Radek Ladczuk

Babadook

Babadook

Babadook, l’uomo nero dell’australiana Jennifer Kent, è approdato nelle sale italiane lo scorso 15 luglio. Fiaba nera, spaccato psicologico di un rapporto madre-figlio, orrore. C’è tutto questo e molto altro in questa opera prima di un’ex attrice che annovera nella sua formazione anche un affiancamento al Lars Von Trier durante le riprese di Dogville e che ha costruito il film per quasi dieci anni, partendo da un suo vecchio corto, Monster.

Amelia è una giovane madre con un figlio ipervivace, violento e scarsamente incline alla socializzazione con i coetanei. E’ nato lo stesso giorno in cui il marito è morto per accompagnarla all’ospedale a partorire. Una vita difficile, la loro, che viene stravolta dalla lettura di un libro che ha come protagonista un mostro, Mr Babadook.
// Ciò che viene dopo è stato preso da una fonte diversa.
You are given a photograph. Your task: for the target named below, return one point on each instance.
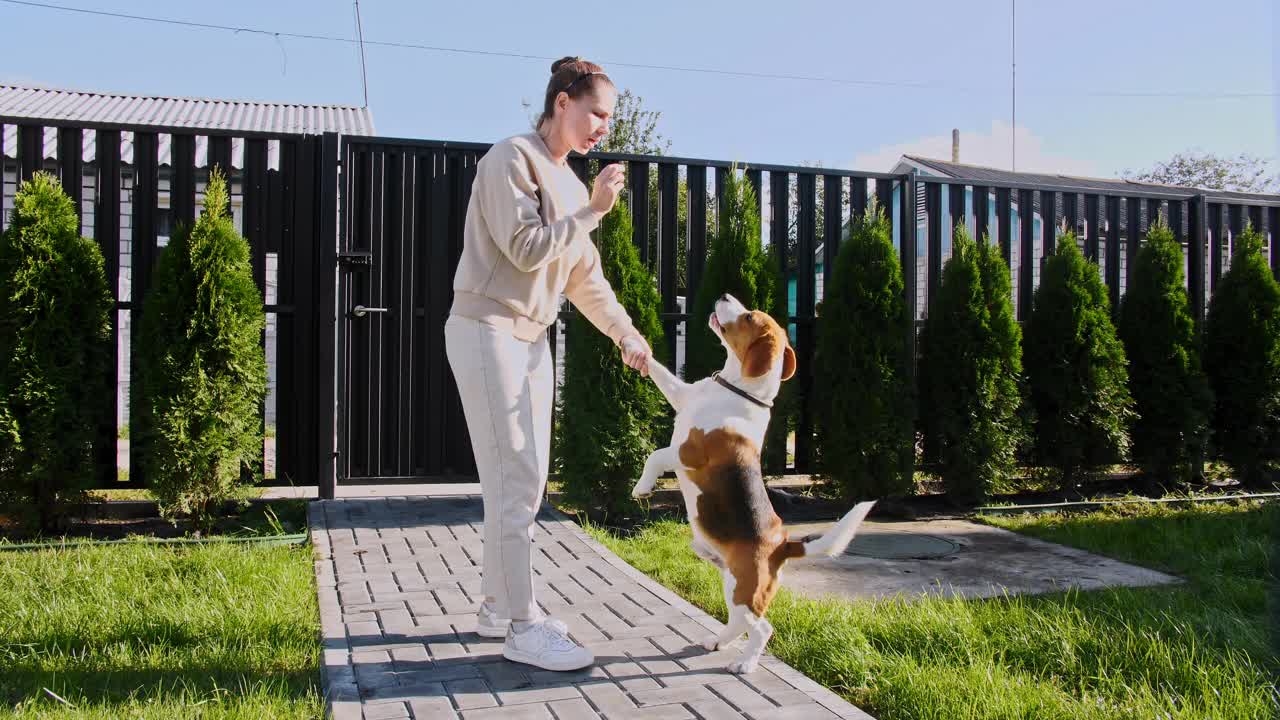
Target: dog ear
(759, 356)
(789, 363)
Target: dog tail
(833, 541)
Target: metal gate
(400, 418)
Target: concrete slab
(955, 557)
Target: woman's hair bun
(562, 62)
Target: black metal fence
(388, 236)
(132, 185)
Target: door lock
(360, 310)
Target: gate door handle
(360, 310)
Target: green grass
(151, 632)
(1194, 651)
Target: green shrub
(970, 364)
(202, 369)
(608, 413)
(1242, 359)
(739, 265)
(1169, 390)
(862, 363)
(55, 355)
(1075, 369)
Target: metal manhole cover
(891, 545)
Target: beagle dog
(716, 455)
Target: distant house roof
(188, 113)
(979, 174)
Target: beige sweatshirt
(526, 241)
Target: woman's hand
(635, 354)
(608, 185)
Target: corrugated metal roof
(979, 174)
(191, 113)
(196, 113)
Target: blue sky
(961, 50)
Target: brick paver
(400, 584)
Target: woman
(525, 242)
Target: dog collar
(739, 391)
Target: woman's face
(585, 119)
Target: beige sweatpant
(506, 388)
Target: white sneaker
(545, 645)
(489, 625)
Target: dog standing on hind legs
(716, 455)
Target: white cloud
(991, 149)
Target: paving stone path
(400, 583)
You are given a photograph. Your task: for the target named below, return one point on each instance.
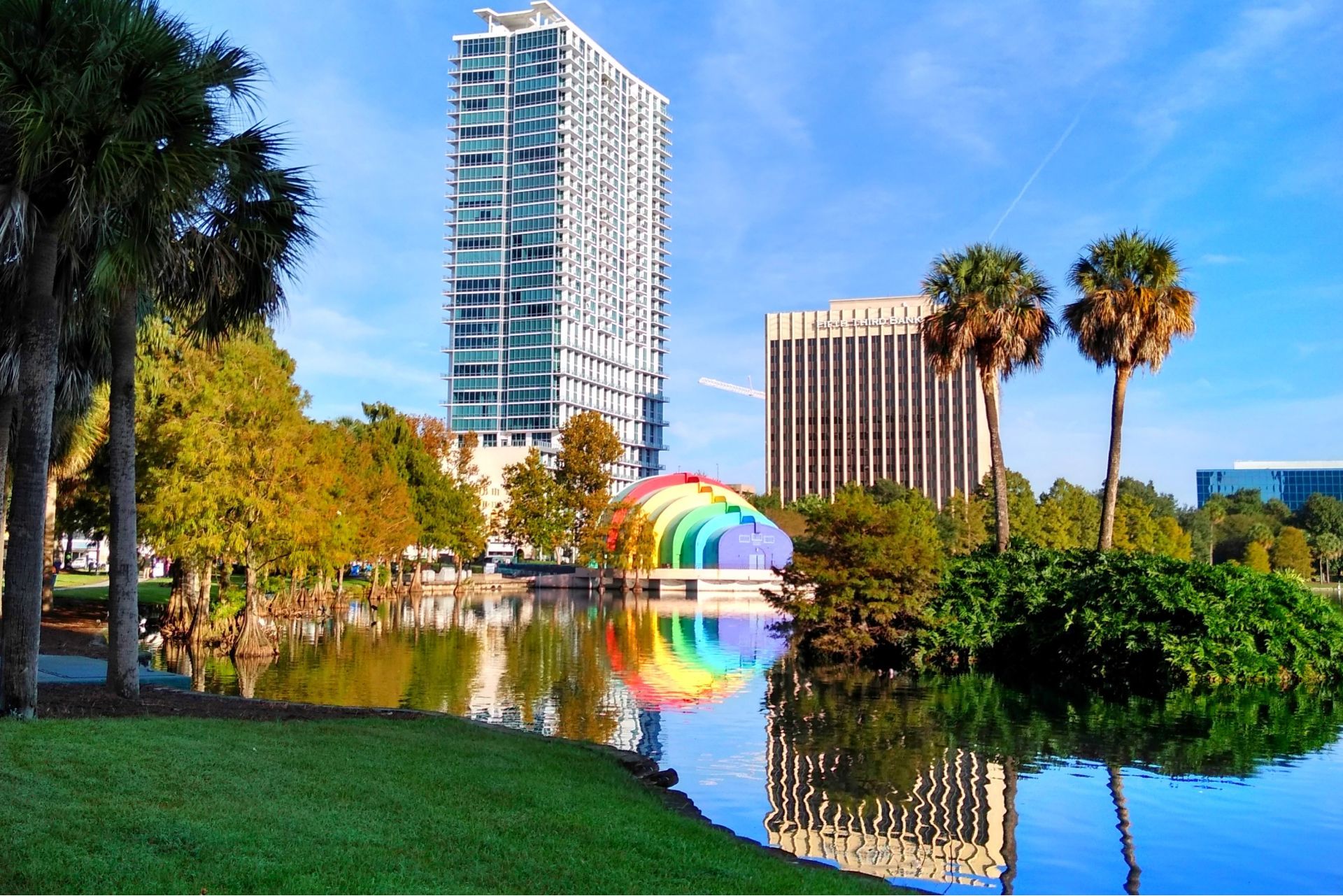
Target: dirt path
(76, 627)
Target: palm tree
(993, 309)
(1132, 305)
(87, 100)
(210, 250)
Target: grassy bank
(360, 805)
(73, 586)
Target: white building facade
(556, 270)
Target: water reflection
(918, 778)
(943, 782)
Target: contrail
(1040, 169)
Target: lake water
(947, 783)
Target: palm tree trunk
(7, 404)
(1116, 426)
(122, 569)
(24, 567)
(995, 453)
(49, 544)
(1125, 834)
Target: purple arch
(753, 546)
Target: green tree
(807, 504)
(1070, 516)
(89, 99)
(537, 512)
(1291, 551)
(1160, 503)
(1172, 539)
(1132, 305)
(1328, 550)
(1245, 502)
(1021, 504)
(588, 446)
(1322, 513)
(467, 528)
(861, 576)
(991, 309)
(960, 524)
(232, 469)
(1256, 557)
(636, 543)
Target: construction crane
(750, 391)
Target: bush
(861, 576)
(1131, 620)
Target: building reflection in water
(931, 814)
(556, 664)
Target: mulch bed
(73, 629)
(87, 702)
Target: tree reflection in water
(911, 778)
(916, 778)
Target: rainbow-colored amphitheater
(702, 524)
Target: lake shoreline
(92, 702)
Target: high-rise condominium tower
(556, 287)
(853, 399)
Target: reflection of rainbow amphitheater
(662, 656)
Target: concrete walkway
(86, 671)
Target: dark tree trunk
(7, 404)
(1009, 879)
(201, 606)
(995, 453)
(124, 563)
(49, 544)
(24, 564)
(253, 639)
(1125, 834)
(1116, 427)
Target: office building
(851, 398)
(1288, 481)
(556, 271)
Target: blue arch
(706, 539)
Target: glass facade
(556, 285)
(1291, 485)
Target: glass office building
(1288, 481)
(556, 273)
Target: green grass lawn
(69, 585)
(359, 805)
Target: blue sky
(826, 151)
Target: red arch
(644, 488)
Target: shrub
(1131, 620)
(1256, 557)
(861, 576)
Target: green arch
(683, 541)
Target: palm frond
(991, 306)
(1132, 301)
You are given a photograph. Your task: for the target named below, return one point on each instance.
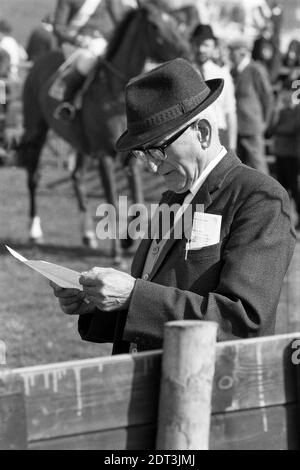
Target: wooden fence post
(188, 366)
(13, 432)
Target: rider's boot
(66, 110)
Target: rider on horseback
(83, 29)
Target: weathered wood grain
(132, 438)
(288, 311)
(91, 395)
(255, 373)
(120, 393)
(273, 428)
(13, 431)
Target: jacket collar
(204, 196)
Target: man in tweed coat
(233, 279)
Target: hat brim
(129, 141)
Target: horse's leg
(107, 175)
(29, 154)
(87, 229)
(137, 195)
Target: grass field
(32, 325)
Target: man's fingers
(64, 293)
(90, 280)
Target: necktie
(176, 198)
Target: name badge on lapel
(206, 231)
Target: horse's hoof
(127, 243)
(90, 242)
(117, 260)
(37, 240)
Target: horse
(145, 33)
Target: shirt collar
(198, 183)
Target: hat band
(168, 114)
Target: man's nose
(153, 166)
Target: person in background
(254, 98)
(230, 272)
(204, 44)
(16, 53)
(41, 40)
(285, 128)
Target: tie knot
(179, 197)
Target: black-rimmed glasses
(157, 154)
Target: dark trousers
(251, 151)
(287, 174)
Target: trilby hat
(160, 102)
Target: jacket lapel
(205, 196)
(143, 248)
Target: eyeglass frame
(160, 148)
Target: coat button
(155, 250)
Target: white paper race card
(206, 230)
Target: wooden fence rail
(113, 402)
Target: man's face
(183, 165)
(205, 50)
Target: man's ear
(204, 132)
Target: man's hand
(108, 289)
(71, 301)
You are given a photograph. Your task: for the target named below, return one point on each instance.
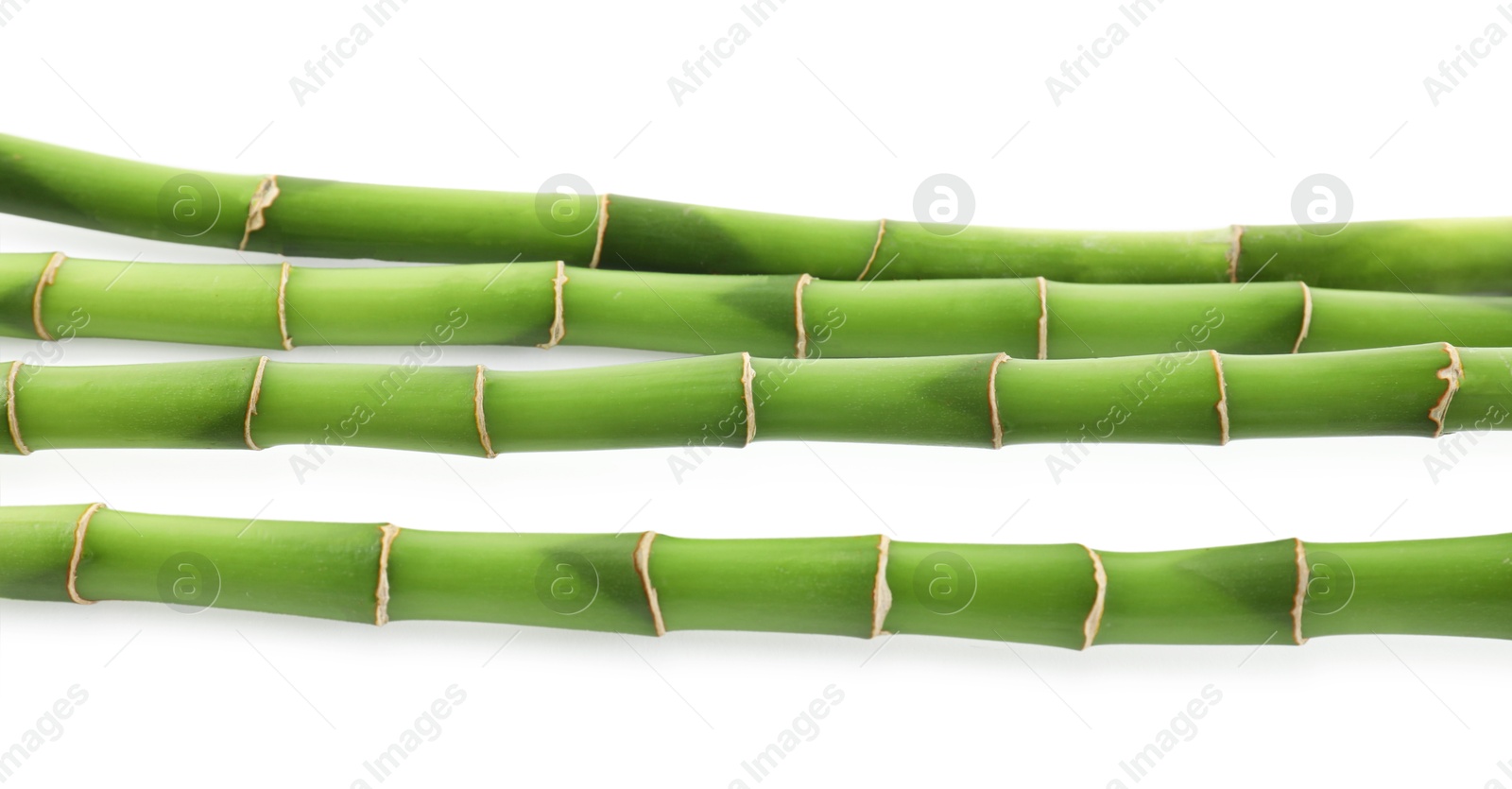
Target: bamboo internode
(280, 305)
(319, 218)
(983, 401)
(1060, 594)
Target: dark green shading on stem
(1068, 596)
(516, 304)
(451, 226)
(730, 400)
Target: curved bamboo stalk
(733, 400)
(280, 305)
(306, 216)
(1066, 596)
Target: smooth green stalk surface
(276, 305)
(1066, 594)
(451, 226)
(983, 401)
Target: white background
(1207, 113)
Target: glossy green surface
(453, 226)
(428, 307)
(700, 401)
(1040, 594)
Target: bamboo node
(747, 380)
(992, 400)
(881, 592)
(1302, 594)
(9, 410)
(389, 531)
(1452, 377)
(604, 227)
(251, 403)
(264, 197)
(1222, 403)
(643, 569)
(1043, 324)
(79, 554)
(801, 347)
(1093, 623)
(480, 418)
(1236, 244)
(1307, 317)
(49, 275)
(284, 307)
(558, 328)
(876, 247)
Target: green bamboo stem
(306, 216)
(987, 401)
(1065, 594)
(280, 305)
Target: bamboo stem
(280, 305)
(304, 216)
(1065, 594)
(983, 401)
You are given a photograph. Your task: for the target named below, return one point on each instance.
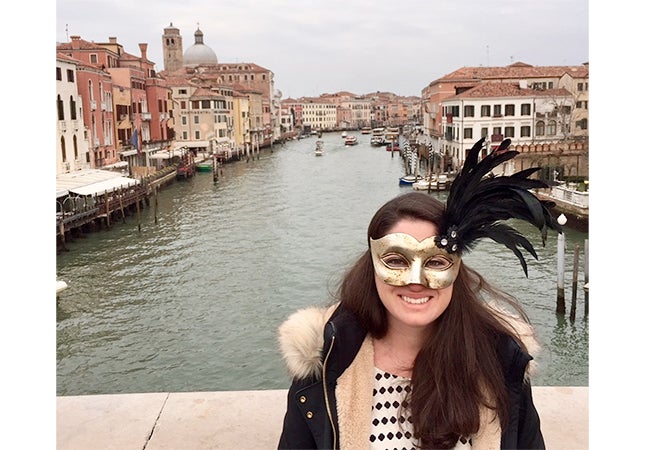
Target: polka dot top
(391, 427)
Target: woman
(412, 355)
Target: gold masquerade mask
(399, 259)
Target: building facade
(72, 135)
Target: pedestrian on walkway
(419, 350)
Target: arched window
(59, 107)
(73, 108)
(551, 128)
(76, 148)
(64, 158)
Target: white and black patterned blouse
(392, 428)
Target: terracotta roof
(490, 90)
(517, 70)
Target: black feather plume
(479, 203)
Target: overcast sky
(318, 46)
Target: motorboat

Con il mostro, nel suo vestito nero, con gli artigli e un cappello a cilindro, il male arriva dal buio, si nasconde sotto il letto e nell’armadio e prende le forme dei cappotti appesi alle pareti. Il film si trasforma da dramma psicologico a vero e proprio horror secondo i canoni moderni: messa in scena minimal, un solo luogo di azione e un audace gioco di montaggio.

Si capisce che è un dramma psicologico e si capisce ancora di più che a dirigere Babadook è una donna. Nessun uomo avrebbe potuto cogliere così profondamente il dramma di una madre costretta ad accudire un bambino difficile come Sam e a rielaborare il lutto per la perdita del marito. La pellicola, poi, diventa horror spaventando con poco. Si prende il suo tempo per costruire tensione e terrore: non succede mai niente di eclatante, ma le piccole cose che accadono si inseriscono in un’atmosfera tetra e tesa da restarne terrorizzati.

Completano questo piccolo capolavoro le illustrazioni del grafico americano Alexander Juhasz, la fotografia del polacco Radek Ladczuk e un tono da vecchio film in bianco e nero fine anni ’50.